Although registration is optional, it can help shortcut the housing rental and business access issues when the owner can certainly produce a simple document which will often fulfill the owner or landlord. Also, when utilizing public spaces, it is often easier to hand over a document using a simple sentence stating, "This is a service animal" and letting one other party see the information, instead of having a long-winded protracted conversation (or worse, argument) in public areas, with onlookers listening in and gathering around the discussion.
So, perform some people scam the system, or game what the law states? Sadly, the answer is "probably yes." In everyday life, there is always room for abuse and individuals can try to take advantage of many systems that individuals as a society set up to protect the rights of people who need such protection. As an example, many drivers falsely display disabled parking placards to benefit from free and convenient parking.
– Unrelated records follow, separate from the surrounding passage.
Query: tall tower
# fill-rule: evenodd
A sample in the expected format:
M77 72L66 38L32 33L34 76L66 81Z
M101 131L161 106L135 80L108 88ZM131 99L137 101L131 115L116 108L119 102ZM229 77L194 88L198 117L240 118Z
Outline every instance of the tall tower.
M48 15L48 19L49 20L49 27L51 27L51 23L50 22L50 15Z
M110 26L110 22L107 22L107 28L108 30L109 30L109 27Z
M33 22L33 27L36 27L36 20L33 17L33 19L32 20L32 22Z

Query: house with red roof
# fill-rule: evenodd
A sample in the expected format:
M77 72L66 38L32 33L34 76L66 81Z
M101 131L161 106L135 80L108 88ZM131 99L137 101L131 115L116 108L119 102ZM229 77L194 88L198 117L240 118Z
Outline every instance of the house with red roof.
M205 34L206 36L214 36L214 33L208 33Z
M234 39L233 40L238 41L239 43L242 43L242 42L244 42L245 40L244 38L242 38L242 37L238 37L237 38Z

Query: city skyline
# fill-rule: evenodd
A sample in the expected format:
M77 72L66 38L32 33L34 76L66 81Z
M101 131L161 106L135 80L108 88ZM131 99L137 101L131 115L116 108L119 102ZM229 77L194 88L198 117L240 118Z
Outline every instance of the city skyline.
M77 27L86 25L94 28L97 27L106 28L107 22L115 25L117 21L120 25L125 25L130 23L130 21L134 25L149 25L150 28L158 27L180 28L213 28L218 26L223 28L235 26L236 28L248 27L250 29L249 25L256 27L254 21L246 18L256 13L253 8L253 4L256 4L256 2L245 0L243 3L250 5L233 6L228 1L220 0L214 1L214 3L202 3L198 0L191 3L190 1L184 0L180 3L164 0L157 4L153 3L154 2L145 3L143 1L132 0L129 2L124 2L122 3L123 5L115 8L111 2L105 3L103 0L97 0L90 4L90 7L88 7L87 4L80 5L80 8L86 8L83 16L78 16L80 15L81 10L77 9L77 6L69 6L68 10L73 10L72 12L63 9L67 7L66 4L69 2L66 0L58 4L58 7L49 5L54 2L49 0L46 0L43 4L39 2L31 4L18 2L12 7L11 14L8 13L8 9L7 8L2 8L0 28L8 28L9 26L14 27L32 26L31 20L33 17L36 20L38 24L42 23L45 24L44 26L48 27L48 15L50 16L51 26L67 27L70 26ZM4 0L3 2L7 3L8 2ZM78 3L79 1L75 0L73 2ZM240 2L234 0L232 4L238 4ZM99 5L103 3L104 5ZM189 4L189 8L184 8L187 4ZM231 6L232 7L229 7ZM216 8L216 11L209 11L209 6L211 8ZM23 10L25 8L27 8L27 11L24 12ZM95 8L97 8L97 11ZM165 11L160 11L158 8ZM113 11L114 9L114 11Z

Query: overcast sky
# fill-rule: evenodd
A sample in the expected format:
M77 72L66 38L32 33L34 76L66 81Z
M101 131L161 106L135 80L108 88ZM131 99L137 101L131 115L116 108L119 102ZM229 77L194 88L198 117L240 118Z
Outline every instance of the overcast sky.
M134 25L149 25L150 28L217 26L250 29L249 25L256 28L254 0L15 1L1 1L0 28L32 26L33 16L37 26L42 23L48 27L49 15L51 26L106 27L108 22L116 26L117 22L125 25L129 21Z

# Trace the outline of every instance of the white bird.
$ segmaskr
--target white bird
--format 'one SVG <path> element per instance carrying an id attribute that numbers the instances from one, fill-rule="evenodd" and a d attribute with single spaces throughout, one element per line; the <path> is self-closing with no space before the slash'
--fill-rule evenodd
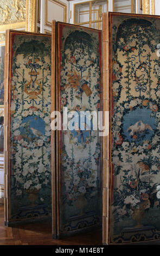
<path id="1" fill-rule="evenodd" d="M 43 135 L 42 133 L 40 131 L 39 131 L 39 130 L 36 130 L 35 128 L 33 128 L 33 127 L 30 127 L 30 130 L 31 130 L 33 134 L 36 137 L 40 137 Z"/>

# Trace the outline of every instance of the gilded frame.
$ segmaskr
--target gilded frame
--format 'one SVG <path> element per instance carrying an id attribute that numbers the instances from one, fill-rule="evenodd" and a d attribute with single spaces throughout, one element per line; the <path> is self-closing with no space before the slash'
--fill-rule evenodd
<path id="1" fill-rule="evenodd" d="M 35 32 L 37 3 L 37 0 L 26 0 L 25 31 Z"/>

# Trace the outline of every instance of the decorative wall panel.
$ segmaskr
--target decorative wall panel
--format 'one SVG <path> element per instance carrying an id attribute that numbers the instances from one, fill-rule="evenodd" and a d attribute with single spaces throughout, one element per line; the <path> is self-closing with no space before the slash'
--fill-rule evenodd
<path id="1" fill-rule="evenodd" d="M 56 110 L 62 114 L 64 107 L 78 118 L 81 111 L 101 109 L 101 36 L 99 31 L 57 22 Z M 101 223 L 101 144 L 92 122 L 91 130 L 81 130 L 78 122 L 78 128 L 69 130 L 68 124 L 56 134 L 58 235 Z"/>
<path id="2" fill-rule="evenodd" d="M 109 13 L 109 22 L 110 193 L 106 200 L 110 231 L 106 241 L 158 239 L 160 19 Z"/>
<path id="3" fill-rule="evenodd" d="M 6 45 L 5 211 L 10 224 L 51 215 L 51 36 L 10 31 Z"/>

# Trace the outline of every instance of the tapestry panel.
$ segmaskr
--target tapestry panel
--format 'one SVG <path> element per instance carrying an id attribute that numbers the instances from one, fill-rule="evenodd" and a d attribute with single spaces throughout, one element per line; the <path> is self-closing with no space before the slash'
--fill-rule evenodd
<path id="1" fill-rule="evenodd" d="M 49 35 L 9 33 L 9 221 L 51 215 L 50 48 Z"/>
<path id="2" fill-rule="evenodd" d="M 59 131 L 58 142 L 60 233 L 101 223 L 101 138 L 86 116 L 84 130 L 80 112 L 97 114 L 101 106 L 101 32 L 58 23 L 58 109 L 76 111 L 71 130 Z M 71 120 L 71 119 L 70 119 Z M 68 119 L 69 120 L 69 119 Z M 87 126 L 91 125 L 91 127 Z M 70 130 L 69 130 L 70 129 Z"/>
<path id="3" fill-rule="evenodd" d="M 110 241 L 159 239 L 160 20 L 109 19 Z"/>

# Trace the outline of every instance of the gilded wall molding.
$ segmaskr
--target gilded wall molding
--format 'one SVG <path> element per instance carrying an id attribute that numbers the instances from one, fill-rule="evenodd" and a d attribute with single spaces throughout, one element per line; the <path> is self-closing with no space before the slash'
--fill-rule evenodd
<path id="1" fill-rule="evenodd" d="M 155 15 L 155 0 L 152 0 L 152 14 Z"/>
<path id="2" fill-rule="evenodd" d="M 0 25 L 24 21 L 25 3 L 25 0 L 1 0 Z"/>
<path id="3" fill-rule="evenodd" d="M 25 27 L 26 1 L 1 0 L 0 45 L 5 44 L 7 29 L 24 29 Z"/>
<path id="4" fill-rule="evenodd" d="M 25 31 L 35 32 L 36 30 L 36 0 L 26 0 Z"/>
<path id="5" fill-rule="evenodd" d="M 150 14 L 150 0 L 143 0 L 143 14 Z"/>

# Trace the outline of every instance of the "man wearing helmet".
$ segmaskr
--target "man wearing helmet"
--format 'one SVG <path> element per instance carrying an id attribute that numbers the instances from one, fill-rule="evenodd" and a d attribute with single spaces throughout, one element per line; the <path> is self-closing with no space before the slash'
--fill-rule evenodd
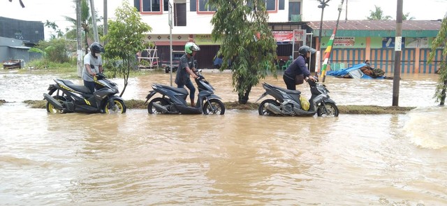
<path id="1" fill-rule="evenodd" d="M 284 83 L 287 86 L 287 89 L 296 90 L 295 77 L 302 74 L 306 81 L 311 80 L 315 82 L 315 78 L 310 75 L 310 71 L 306 66 L 306 62 L 310 55 L 315 53 L 315 49 L 304 45 L 300 47 L 298 52 L 300 56 L 296 58 L 292 64 L 286 69 L 284 75 L 282 76 Z"/>
<path id="2" fill-rule="evenodd" d="M 95 91 L 93 77 L 97 73 L 103 73 L 101 52 L 104 52 L 104 47 L 98 43 L 94 42 L 90 45 L 90 52 L 84 56 L 84 70 L 82 71 L 84 86 L 89 88 L 92 93 Z"/>
<path id="3" fill-rule="evenodd" d="M 200 50 L 200 48 L 192 42 L 189 42 L 184 45 L 185 54 L 180 57 L 180 63 L 175 75 L 175 84 L 177 88 L 184 88 L 184 86 L 186 86 L 189 89 L 189 98 L 192 107 L 196 106 L 194 103 L 196 87 L 189 76 L 191 75 L 196 79 L 198 78 L 195 73 L 197 71 L 194 66 L 194 55 L 197 51 Z"/>

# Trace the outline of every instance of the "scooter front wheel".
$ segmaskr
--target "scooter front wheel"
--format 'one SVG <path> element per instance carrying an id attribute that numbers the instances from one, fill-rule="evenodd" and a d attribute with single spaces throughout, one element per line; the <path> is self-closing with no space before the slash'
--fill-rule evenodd
<path id="1" fill-rule="evenodd" d="M 225 105 L 219 99 L 210 99 L 203 105 L 204 115 L 224 115 L 225 114 Z"/>
<path id="2" fill-rule="evenodd" d="M 318 117 L 338 117 L 339 112 L 337 105 L 330 102 L 321 104 L 316 110 Z"/>
<path id="3" fill-rule="evenodd" d="M 274 113 L 269 111 L 267 109 L 267 103 L 270 103 L 270 104 L 272 104 L 275 106 L 279 106 L 279 103 L 273 100 L 273 99 L 266 99 L 265 101 L 263 101 L 260 104 L 259 104 L 259 108 L 258 108 L 258 112 L 259 112 L 259 115 L 274 115 Z"/>
<path id="4" fill-rule="evenodd" d="M 53 98 L 55 98 L 56 100 L 57 100 L 57 101 L 59 103 L 60 103 L 61 105 L 63 105 L 64 101 L 65 101 L 66 99 L 61 96 L 53 96 Z M 50 103 L 49 102 L 47 101 L 47 112 L 48 113 L 50 114 L 61 114 L 61 113 L 64 113 L 64 111 L 61 110 L 59 110 L 57 108 L 56 108 L 53 105 L 52 105 L 51 103 Z"/>

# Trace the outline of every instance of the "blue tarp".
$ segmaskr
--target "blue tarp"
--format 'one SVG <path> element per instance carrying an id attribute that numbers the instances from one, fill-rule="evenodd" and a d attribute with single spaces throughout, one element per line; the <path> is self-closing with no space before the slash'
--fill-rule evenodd
<path id="1" fill-rule="evenodd" d="M 328 75 L 331 75 L 331 76 L 340 76 L 340 77 L 342 77 L 342 76 L 344 76 L 344 75 L 346 75 L 347 74 L 349 74 L 350 72 L 354 72 L 356 70 L 358 70 L 358 72 L 360 72 L 360 73 L 363 74 L 363 73 L 361 72 L 360 71 L 360 68 L 362 68 L 363 66 L 367 66 L 366 64 L 362 63 L 362 64 L 356 64 L 356 65 L 353 65 L 351 67 L 349 67 L 349 68 L 346 68 L 341 69 L 341 70 L 339 70 L 339 71 L 328 71 L 326 73 L 326 74 Z M 351 77 L 352 77 L 352 75 L 351 75 Z M 360 78 L 371 80 L 371 79 L 383 79 L 383 78 L 384 78 L 383 76 L 381 76 L 381 77 L 379 77 L 379 78 L 372 78 L 372 77 L 370 77 L 369 75 L 363 74 Z"/>

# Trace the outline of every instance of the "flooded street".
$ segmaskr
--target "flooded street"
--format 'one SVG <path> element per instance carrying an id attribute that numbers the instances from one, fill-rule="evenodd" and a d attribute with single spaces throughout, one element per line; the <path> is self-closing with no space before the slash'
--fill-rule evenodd
<path id="1" fill-rule="evenodd" d="M 0 73 L 3 205 L 447 205 L 436 75 L 402 75 L 400 105 L 417 107 L 406 115 L 303 118 L 49 115 L 22 102 L 42 99 L 54 76 Z M 224 102 L 237 99 L 230 73 L 203 75 Z M 284 85 L 281 75 L 261 81 Z M 169 84 L 169 74 L 131 79 L 123 98 L 144 100 L 154 82 Z M 391 105 L 392 80 L 325 84 L 339 105 Z M 254 87 L 249 101 L 263 92 Z"/>

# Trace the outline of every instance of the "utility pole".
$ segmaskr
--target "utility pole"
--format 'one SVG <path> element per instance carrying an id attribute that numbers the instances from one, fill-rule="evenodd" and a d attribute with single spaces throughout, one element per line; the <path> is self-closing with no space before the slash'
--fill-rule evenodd
<path id="1" fill-rule="evenodd" d="M 346 17 L 344 18 L 344 22 L 345 22 L 348 21 L 348 0 L 346 0 Z"/>
<path id="2" fill-rule="evenodd" d="M 98 36 L 98 27 L 96 26 L 96 13 L 95 12 L 95 5 L 94 0 L 90 0 L 90 10 L 91 10 L 91 24 L 93 25 L 93 35 L 95 41 L 99 43 L 99 36 Z"/>
<path id="3" fill-rule="evenodd" d="M 104 0 L 104 36 L 107 34 L 108 24 L 107 24 L 107 0 Z M 104 45 L 107 43 L 104 41 Z"/>
<path id="4" fill-rule="evenodd" d="M 396 38 L 394 45 L 394 78 L 393 79 L 393 106 L 399 106 L 399 85 L 400 83 L 400 57 L 402 46 L 403 0 L 397 0 L 396 16 Z"/>
<path id="5" fill-rule="evenodd" d="M 78 77 L 82 76 L 82 47 L 81 45 L 81 0 L 75 0 L 76 1 L 76 40 L 78 45 L 76 47 L 76 53 L 78 54 Z"/>
<path id="6" fill-rule="evenodd" d="M 330 0 L 318 0 L 320 1 L 320 5 L 318 5 L 318 8 L 321 8 L 321 19 L 320 20 L 320 31 L 318 31 L 318 43 L 316 45 L 316 59 L 315 59 L 315 63 L 316 64 L 316 69 L 315 70 L 315 75 L 318 76 L 318 73 L 319 71 L 318 66 L 320 66 L 321 61 L 321 54 L 320 51 L 321 49 L 320 48 L 320 45 L 321 45 L 321 29 L 323 29 L 323 14 L 324 13 L 324 8 L 326 6 L 329 6 L 327 4 Z"/>

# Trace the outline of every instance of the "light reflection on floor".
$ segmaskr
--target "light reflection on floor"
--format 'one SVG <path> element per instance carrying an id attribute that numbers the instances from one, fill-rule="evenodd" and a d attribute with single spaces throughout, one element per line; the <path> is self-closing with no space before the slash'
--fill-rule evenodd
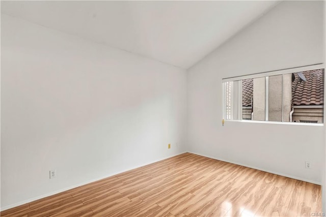
<path id="1" fill-rule="evenodd" d="M 240 207 L 238 210 L 233 209 L 232 203 L 228 201 L 224 201 L 220 206 L 222 209 L 227 210 L 225 216 L 231 217 L 235 215 L 241 217 L 254 217 L 255 216 L 254 213 L 246 209 L 243 207 Z"/>

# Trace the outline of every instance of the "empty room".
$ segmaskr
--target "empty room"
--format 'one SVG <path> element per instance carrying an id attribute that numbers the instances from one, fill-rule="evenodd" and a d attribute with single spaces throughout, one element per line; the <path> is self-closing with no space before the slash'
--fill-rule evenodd
<path id="1" fill-rule="evenodd" d="M 324 1 L 1 1 L 0 215 L 322 216 Z"/>

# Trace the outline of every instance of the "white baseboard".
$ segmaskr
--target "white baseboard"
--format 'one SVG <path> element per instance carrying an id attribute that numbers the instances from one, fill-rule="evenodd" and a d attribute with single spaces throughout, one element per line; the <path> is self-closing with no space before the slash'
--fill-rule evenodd
<path id="1" fill-rule="evenodd" d="M 46 197 L 49 197 L 49 196 L 52 196 L 52 195 L 54 195 L 55 194 L 59 194 L 59 193 L 60 193 L 61 192 L 63 192 L 66 191 L 70 190 L 70 189 L 74 189 L 75 188 L 79 187 L 80 186 L 84 185 L 87 184 L 89 184 L 90 183 L 96 181 L 98 181 L 99 180 L 103 179 L 103 178 L 108 178 L 108 177 L 109 177 L 110 176 L 112 176 L 118 174 L 119 173 L 123 173 L 123 172 L 126 172 L 126 171 L 129 171 L 129 170 L 133 170 L 134 169 L 136 169 L 136 168 L 139 168 L 139 167 L 143 167 L 144 166 L 148 165 L 149 164 L 152 164 L 153 163 L 157 162 L 158 161 L 162 161 L 163 160 L 166 160 L 166 159 L 167 159 L 168 158 L 172 158 L 173 157 L 179 155 L 179 154 L 181 154 L 182 153 L 186 153 L 186 151 L 181 152 L 180 153 L 177 153 L 176 154 L 173 155 L 172 156 L 168 157 L 167 158 L 161 158 L 161 159 L 157 159 L 157 160 L 155 160 L 154 161 L 152 161 L 151 162 L 147 162 L 147 163 L 145 163 L 145 164 L 140 164 L 140 165 L 135 166 L 134 167 L 132 167 L 129 168 L 127 168 L 125 170 L 122 170 L 122 171 L 119 171 L 119 172 L 113 173 L 111 173 L 111 174 L 106 175 L 105 176 L 102 176 L 102 177 L 100 177 L 99 178 L 95 178 L 95 179 L 92 179 L 92 180 L 89 180 L 89 181 L 85 181 L 85 182 L 84 182 L 79 183 L 78 183 L 78 184 L 72 185 L 72 186 L 70 186 L 70 187 L 67 187 L 67 188 L 65 188 L 64 189 L 60 189 L 60 190 L 58 190 L 58 191 L 55 191 L 54 192 L 50 192 L 50 193 L 47 193 L 47 194 L 45 194 L 42 195 L 40 195 L 40 196 L 37 196 L 37 197 L 33 197 L 32 198 L 29 199 L 28 200 L 24 200 L 24 201 L 20 201 L 20 202 L 19 202 L 18 203 L 14 203 L 13 204 L 10 204 L 9 205 L 6 206 L 4 206 L 3 207 L 0 208 L 0 211 L 4 211 L 4 210 L 6 210 L 7 209 L 11 209 L 12 208 L 14 208 L 14 207 L 15 207 L 16 206 L 20 206 L 21 205 L 25 204 L 26 203 L 30 203 L 31 202 L 34 201 L 35 200 L 39 200 L 40 199 L 44 198 L 45 198 Z"/>
<path id="2" fill-rule="evenodd" d="M 208 156 L 208 155 L 206 155 L 206 154 L 202 154 L 196 153 L 196 152 L 192 152 L 192 151 L 188 151 L 188 153 L 193 153 L 194 154 L 200 155 L 201 156 L 206 157 L 207 158 L 211 158 L 212 159 L 218 160 L 219 161 L 224 161 L 224 162 L 227 162 L 227 163 L 230 163 L 233 164 L 236 164 L 237 165 L 243 166 L 244 167 L 249 167 L 250 168 L 255 169 L 258 170 L 261 170 L 261 171 L 264 171 L 264 172 L 268 172 L 268 173 L 270 173 L 275 174 L 276 174 L 276 175 L 281 175 L 282 176 L 287 177 L 288 178 L 293 178 L 294 179 L 300 180 L 301 181 L 306 181 L 307 182 L 312 183 L 313 184 L 319 184 L 319 185 L 321 185 L 321 182 L 318 182 L 318 181 L 313 181 L 312 180 L 306 179 L 305 178 L 301 178 L 301 177 L 300 177 L 294 176 L 292 176 L 292 175 L 288 175 L 288 174 L 284 174 L 284 173 L 279 173 L 278 172 L 275 172 L 275 171 L 271 171 L 271 170 L 266 170 L 265 169 L 260 168 L 259 167 L 253 167 L 252 166 L 248 165 L 246 165 L 246 164 L 241 164 L 241 163 L 236 162 L 232 161 L 229 161 L 229 160 L 225 160 L 225 159 L 222 159 L 221 158 L 215 158 L 215 157 L 210 156 Z"/>

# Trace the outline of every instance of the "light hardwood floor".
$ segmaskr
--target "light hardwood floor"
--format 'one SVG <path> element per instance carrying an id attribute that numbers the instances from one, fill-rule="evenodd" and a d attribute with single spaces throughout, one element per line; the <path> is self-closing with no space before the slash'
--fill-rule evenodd
<path id="1" fill-rule="evenodd" d="M 311 216 L 320 186 L 186 153 L 2 212 L 2 216 Z"/>

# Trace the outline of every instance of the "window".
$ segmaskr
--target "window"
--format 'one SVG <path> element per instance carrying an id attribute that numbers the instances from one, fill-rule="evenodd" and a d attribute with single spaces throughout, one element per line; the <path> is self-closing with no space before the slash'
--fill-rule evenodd
<path id="1" fill-rule="evenodd" d="M 223 79 L 224 118 L 323 123 L 321 68 L 318 65 Z"/>

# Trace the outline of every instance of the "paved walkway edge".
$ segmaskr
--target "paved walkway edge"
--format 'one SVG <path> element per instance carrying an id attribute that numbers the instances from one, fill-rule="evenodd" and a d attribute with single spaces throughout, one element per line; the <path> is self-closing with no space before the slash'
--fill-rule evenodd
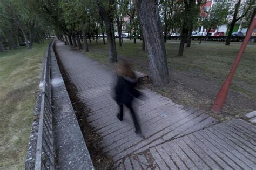
<path id="1" fill-rule="evenodd" d="M 68 94 L 53 50 L 51 73 L 56 169 L 94 168 Z"/>

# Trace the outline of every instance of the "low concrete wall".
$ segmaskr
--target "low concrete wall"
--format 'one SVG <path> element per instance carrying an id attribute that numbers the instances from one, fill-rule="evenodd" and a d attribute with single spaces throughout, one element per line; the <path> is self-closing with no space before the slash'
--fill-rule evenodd
<path id="1" fill-rule="evenodd" d="M 49 53 L 53 135 L 47 137 L 53 138 L 55 165 L 53 167 L 45 167 L 42 160 L 41 169 L 93 169 L 94 167 L 91 157 L 60 74 L 52 44 L 49 45 L 46 57 Z M 25 169 L 35 169 L 42 95 L 41 93 L 38 93 L 36 103 L 34 120 L 26 157 Z"/>

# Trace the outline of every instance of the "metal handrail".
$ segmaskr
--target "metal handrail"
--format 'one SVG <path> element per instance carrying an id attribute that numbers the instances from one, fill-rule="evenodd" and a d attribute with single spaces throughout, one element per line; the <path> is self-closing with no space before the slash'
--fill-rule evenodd
<path id="1" fill-rule="evenodd" d="M 39 120 L 36 128 L 38 130 L 36 134 L 36 145 L 32 146 L 35 152 L 31 153 L 30 151 L 30 156 L 26 160 L 28 161 L 25 167 L 26 169 L 55 169 L 50 84 L 50 58 L 53 42 L 54 39 L 50 43 L 45 53 L 37 98 L 41 103 L 37 107 L 39 113 L 37 114 Z M 30 141 L 31 140 L 31 137 Z"/>

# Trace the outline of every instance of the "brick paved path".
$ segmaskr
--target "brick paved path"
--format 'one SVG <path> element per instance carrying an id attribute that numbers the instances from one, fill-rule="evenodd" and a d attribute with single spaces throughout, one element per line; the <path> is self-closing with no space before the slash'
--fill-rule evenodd
<path id="1" fill-rule="evenodd" d="M 252 169 L 255 127 L 240 119 L 218 123 L 213 118 L 174 103 L 147 88 L 146 101 L 137 100 L 144 139 L 137 135 L 127 110 L 116 117 L 112 99 L 116 75 L 110 69 L 56 42 L 56 51 L 78 99 L 90 111 L 87 120 L 102 137 L 104 152 L 117 169 Z M 254 168 L 253 168 L 254 167 Z"/>

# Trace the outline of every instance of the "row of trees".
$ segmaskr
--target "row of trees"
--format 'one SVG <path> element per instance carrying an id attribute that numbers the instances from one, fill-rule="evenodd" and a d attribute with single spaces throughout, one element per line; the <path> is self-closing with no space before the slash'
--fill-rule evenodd
<path id="1" fill-rule="evenodd" d="M 5 51 L 6 47 L 17 49 L 21 45 L 30 49 L 33 42 L 41 43 L 50 38 L 50 26 L 26 5 L 19 1 L 1 1 L 0 51 Z"/>
<path id="2" fill-rule="evenodd" d="M 186 42 L 186 46 L 190 47 L 190 36 L 195 28 L 200 24 L 208 30 L 215 28 L 226 22 L 227 16 L 232 11 L 227 3 L 219 2 L 202 15 L 205 2 L 204 0 L 3 0 L 0 3 L 4 11 L 0 16 L 0 25 L 3 25 L 0 30 L 0 48 L 2 35 L 10 45 L 15 45 L 12 46 L 14 48 L 21 44 L 22 38 L 29 48 L 33 42 L 40 43 L 54 30 L 55 34 L 70 45 L 78 47 L 79 51 L 83 49 L 88 51 L 87 40 L 91 42 L 93 38 L 98 43 L 98 35 L 102 35 L 105 44 L 106 32 L 110 61 L 116 62 L 115 30 L 118 32 L 119 46 L 122 47 L 122 31 L 125 29 L 130 37 L 134 37 L 134 43 L 136 37 L 140 35 L 142 49 L 147 50 L 151 81 L 155 85 L 163 85 L 169 81 L 164 42 L 170 30 L 181 33 L 178 55 L 182 56 Z M 254 3 L 247 0 L 242 5 L 238 0 L 234 6 L 233 20 L 249 16 L 253 11 L 251 7 Z M 242 12 L 239 12 L 242 8 Z M 81 40 L 84 42 L 83 46 Z"/>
Not to mention the number of people who lie on their own tax returns, claim improper tax deductions, abuse retail store return policies, or do other bad acts.
But that percentage of abuse, which in service animal laws is hopefully small, might just be a very small price to pay when compared to the higher goal of promoting access and equality for all.
In the end, you can't control any system to make it 100% abuse proof. So tolerating the few people who scam service animal laws will be the price we gladly pay to make sure that the disabled in the great condition of California have equal access under law.